Laboratori, attività all’aperto e visite didattiche
Il provvedimento consente alle scuole di organizzare una serie di attività educative e ricreative durante l’estate. Per gli alunni delle scuole primarie sono previsti laboratori creativo-manuali, musicali e ritmico-espressivi, oltre ad attività ludico-motorie e percorsi di educazione ambientale, come la cura di orti didattici e l’osservazione della natura.
Per le scuole secondarie di primo grado, invece, l’avviso include anche attività di potenziamento delle competenze, visite culturali, escursioni naturalistiche e uscite didattiche sul territorio. Ogni istituto potrà presentare una sola proposta progettuale e ottenere un finanziamento massimo di 15 mila euro. Le iniziative dovranno concludersi entro il 31 agosto 2026.

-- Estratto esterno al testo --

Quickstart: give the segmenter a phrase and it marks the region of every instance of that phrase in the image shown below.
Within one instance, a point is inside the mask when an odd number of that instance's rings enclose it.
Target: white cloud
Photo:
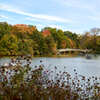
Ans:
[[[85,9],[88,11],[95,11],[97,5],[92,1],[86,0],[55,0],[56,2],[65,5],[66,7]]]
[[[13,12],[16,14],[25,15],[25,16],[29,16],[32,18],[40,19],[40,20],[56,21],[56,22],[63,22],[63,23],[72,22],[69,19],[65,19],[65,18],[61,18],[61,17],[57,17],[57,16],[49,16],[49,15],[45,15],[45,14],[33,14],[33,13],[24,12],[24,11],[21,11],[19,9],[15,9],[14,7],[10,7],[10,6],[5,5],[5,4],[0,4],[0,9],[4,10],[4,11],[9,11],[9,12]]]
[[[0,19],[8,19],[8,17],[4,15],[0,15]]]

Si tratta sicuramente di una novità che dovrà scontrarsi con alcuni problemi: il caldo da gestire in strutture spesso non adeguate e l’assoluta novità per gli studenti, che potrebbe portare a polemiche. Molti, proprio sui social, hanno contestato l’iniziativa parlando di “una scuola che non può diventare un parcheggio per bambini”, ma che deve continuare a essere un luogo di formazione.
Le dichiarazioni dell’assessore Mimmo Turano della Regione Siciliana
“Questo intervento finanziato con fondi regionali – ha spiegato l’assessore regionale all’Istruzione e formazione professionale, Mimmo Turano – si inserisce nel novero delle azioni avviate dal governo Schifani per contrastare la dispersione scolastica e favorire il benessere degli alunni. Tenendo aperte le scuole anche nel periodo estivo, non solo diamo un supporto concreto ai genitori, ma soprattutto diamo ai piccoli alunni delle elementari e delle medie una chance di socializzazione in più nella vita reale, fondamentale in un’epoca caratterizzata da un crescente isolamento digitale. Questa misura, se da un lato restituisce centralità alla scuola, quale presidio dello Stato nei territori, dall’altro mira a rafforzare le competenze degli studenti, impegnandoli in attività educative di varia natura come laboratori e più in generale all’aperto”.